The Student Newspaper of DePaul University

The DePaulia

The Student Newspaper of DePaul University

The DePaulia

The Student Newspaper of DePaul University

The DePaulia

“Pikmin 1+2” review: A Blooming Bundle

Yù Yù Blue

The first entry in Nintendo’s real-time strategy series “Pikmin” originally released for the GameCube in 2001. Since then, the franchise saw several long droughts, but Nintendo recently started promoting it again. This past month, they published a physical collection of the first two games for the Switch, rebranded as “Pikmin 1+2.” The art design of the series, which contrasts earthy environments with cartoonish, plant-animal hybrids, looks better than ever in HD for the first time, but the question still remains of how the games themselves hold up.

The Original

“Pikmin 1” begins with the player-character Captain Olimar crash-landing on a foreign planet. The player then has 30 days to retrieve broken parts of Olimar’s spaceship and escape before starvation sets in. This simple plot perfectly sets up the diegetic structure of the game. At the end of each in-game day, some enemies respawn and Olimar returns to the spacecraft. At the end of the 30 days, the player must restart the entire game if they have not collected enough parts to repair the ship. The dual threat of both short-term and long-term time limits forces the player to constantly be on their toes, multitasking to make the most out of each day.

Olimar is completely powerless on his own but he can command a fleet of multicolored helpers called Pikmin, which are created by converting defeated monsters into seeds. They can attack enemies, build bridges across the 3D world or carry ship parts back to Olimar’s base.

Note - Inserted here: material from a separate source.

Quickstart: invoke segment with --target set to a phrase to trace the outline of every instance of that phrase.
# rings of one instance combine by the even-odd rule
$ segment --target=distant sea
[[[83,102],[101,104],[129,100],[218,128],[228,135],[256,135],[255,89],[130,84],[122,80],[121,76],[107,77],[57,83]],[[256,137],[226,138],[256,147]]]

The game’s greatest strength is that every single action you take contributes to the core gameplay loop. Either you are making direct progress by collecting ship parts and exploring the levels, or you are creating new Pikmin which will later help you collect ship parts. The meaningfulness of each interaction keeps the time limits from becoming too despair-inducing and results in a tightly-designed experience that never slows down.

The Sequel

“Pikmin 2” improves upon its predecessor in a variety of ways. The several playable characters can be upgraded throughout the game and the Pikmin AI is more intelligent. The graphics are significantly better, bringing more intrigue to the photorealistic world. The number of enemies and bosses expanded to a staggering degree, with each new enemy maintaining the whimsical charm of the original game.

Despite these improvements, “Pikmin 2” remains a highly polarizing entry in the series. This is largely due to the addition of caves which fundamentally change the structure of the game. No longer is there an overarching 30-day limit. Instead, the player has as much time as they want to beat the game. The overworld day-night cycle is also de-emphasized because a majority of the gameplay takes place in subterranean levels. In these caves, time does not pass as normal and new Pikmin cannot be created.

These two changes completely upend the previously established core loop of the franchise. Whereas in “Pikmin 1” the strategy was derived from determining the most time-efficient way to collect ship parts, the strategy in “Pikmin 2” is derived from preserving as many Pikmin as possible while fighting through a cave. As such, combat is more intense and level design is less interesting. This shift may be welcomed by some players, but it unfortunately comes at the cost of the airtight systems that defined the original title.

The Verdict

In many ways, “Pikmin 1+2” is an odd couple. The first game is a very small-scale project with a gestalt philosophy toward gameplay design. The second game has a longer campaign, post-game content and additional side modes, all of which are more action-heavy. In combination, these drastic differences provide something of value for every type of player. At $50, “Pikmin 1+2” is worthwhile for any real-time strategy fan who has yet to play these titles. 

The Switch is now the most Pikmin-heavy platform in history. With the 2020 re-release of “Pikmin 3 Deluxe” and the long-awaited new entry “Pikmin 4” coming out over the summer, every mainline game is now available for physical purchase on the latest console. This saturation is part of Nintendo’s recent push to bring the franchise into the mainstream and it provides further incentive to delve into the series’ roots (literally or figuratively) with “Pikmin 1+2.”